Thursday, July 15, 2010

Costs for Added Service: "Eco-fees"

Guest column by Helen Spiegelman

In Canada, producers are beginning to add recycling costs ("eco-fees") onto the prices of their products. These fees are coming under a lot of fire. Environmentalists who support producer responsibility are concerned that corporations are slapping these "fees" on without adequate government oversight. The general public in Canada sees the fees as a government tax -- coming hard on the heels of a "harmonized sales tax" (HST) that adds cost to some consumer goods. It is important to help the public understand the underlying facts so they can hold both corporations and the government accountable.

First, EPR "eco-fees" are not a tax but a price increase reflecting an added service being provided by producers to consumers. It is a cost, like the other costs that are incurred in producing and marketing products, that has to be factored in when the producer sets the price of the product.
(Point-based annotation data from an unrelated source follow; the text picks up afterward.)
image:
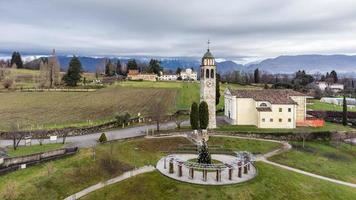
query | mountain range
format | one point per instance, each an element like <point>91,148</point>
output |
<point>283,64</point>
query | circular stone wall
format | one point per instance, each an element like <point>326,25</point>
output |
<point>213,177</point>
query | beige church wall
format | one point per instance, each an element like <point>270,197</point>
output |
<point>276,115</point>
<point>230,108</point>
<point>301,107</point>
<point>246,111</point>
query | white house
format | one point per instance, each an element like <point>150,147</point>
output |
<point>168,77</point>
<point>351,102</point>
<point>189,74</point>
<point>335,87</point>
<point>265,108</point>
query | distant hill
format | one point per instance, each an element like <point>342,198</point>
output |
<point>282,64</point>
<point>309,63</point>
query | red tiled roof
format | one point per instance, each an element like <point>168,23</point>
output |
<point>274,96</point>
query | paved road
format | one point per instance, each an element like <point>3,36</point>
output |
<point>90,139</point>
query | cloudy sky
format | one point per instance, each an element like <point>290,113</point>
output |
<point>236,28</point>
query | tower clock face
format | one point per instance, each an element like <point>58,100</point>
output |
<point>209,84</point>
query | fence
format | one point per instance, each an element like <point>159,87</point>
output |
<point>15,163</point>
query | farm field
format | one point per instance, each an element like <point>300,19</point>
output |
<point>315,104</point>
<point>322,158</point>
<point>59,109</point>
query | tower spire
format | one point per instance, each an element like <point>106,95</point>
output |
<point>208,44</point>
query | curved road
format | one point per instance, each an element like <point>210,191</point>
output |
<point>91,139</point>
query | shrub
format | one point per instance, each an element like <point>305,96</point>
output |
<point>194,116</point>
<point>203,115</point>
<point>8,83</point>
<point>102,138</point>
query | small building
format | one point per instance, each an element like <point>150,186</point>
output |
<point>189,74</point>
<point>265,108</point>
<point>136,75</point>
<point>335,87</point>
<point>168,77</point>
<point>351,102</point>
Pricing is flexible, of course: producers can choose to absorb some costs temporarily, but ultimately all costs have to be covered or the producer goes out of business.
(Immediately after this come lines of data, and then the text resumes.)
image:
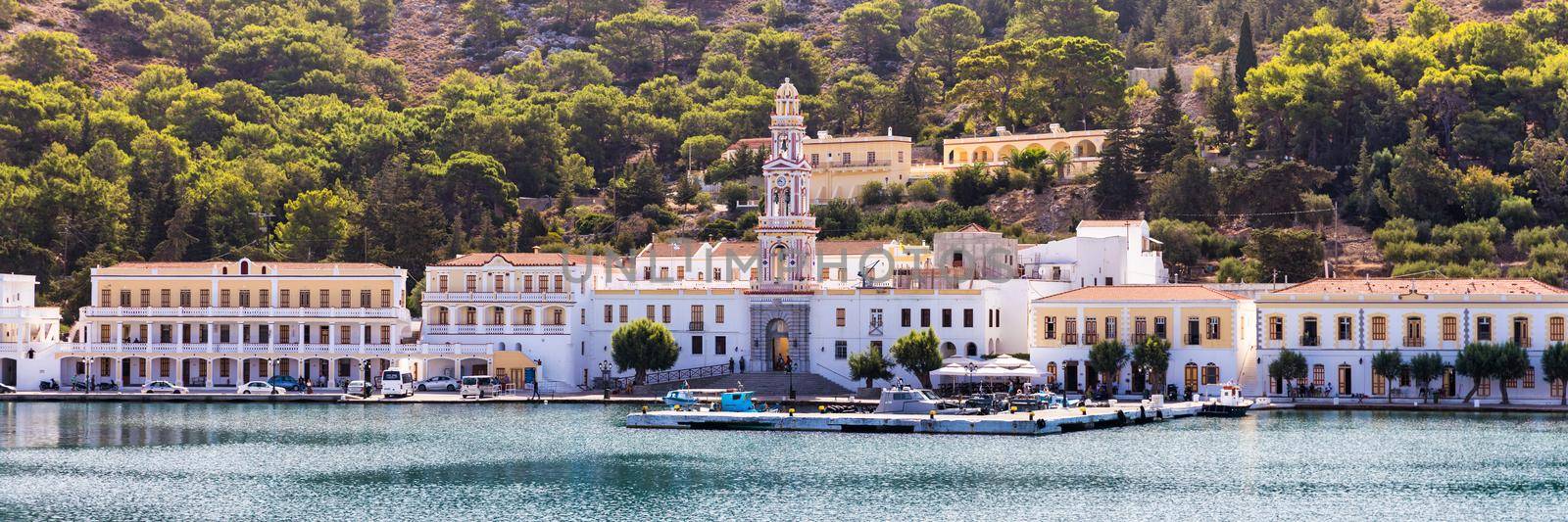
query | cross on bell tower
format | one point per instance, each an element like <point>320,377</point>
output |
<point>786,231</point>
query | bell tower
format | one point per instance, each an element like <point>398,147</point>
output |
<point>786,231</point>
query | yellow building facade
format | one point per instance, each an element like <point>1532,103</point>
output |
<point>1084,145</point>
<point>1211,334</point>
<point>224,323</point>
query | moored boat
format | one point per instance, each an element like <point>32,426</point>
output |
<point>1230,403</point>
<point>682,397</point>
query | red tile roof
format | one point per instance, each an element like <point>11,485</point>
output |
<point>516,259</point>
<point>736,248</point>
<point>678,248</point>
<point>1424,286</point>
<point>1145,294</point>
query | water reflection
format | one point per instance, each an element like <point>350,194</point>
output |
<point>334,461</point>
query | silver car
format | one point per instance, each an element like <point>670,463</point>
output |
<point>261,388</point>
<point>164,388</point>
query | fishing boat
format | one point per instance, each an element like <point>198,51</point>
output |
<point>911,400</point>
<point>682,397</point>
<point>736,403</point>
<point>1230,403</point>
Where EPR gets into trouble at this stage of its evolution is that government has allowed all producers of a given product (e.g. electronics) to use the same company to manage their recycling function, creating a monopolistic/monopsonistic situation. For this reason, really robust government oversight is needed, such as the delegated administrative organization in Alberta, to make sure that the consortia don't abuse the consumers. But there will be a natural tendency for producers to bolt from consortia when they can come up with a lower cost way of providing the same services. This is why good EPR legislation allows producers to manage their own recycling functions or form new consortia.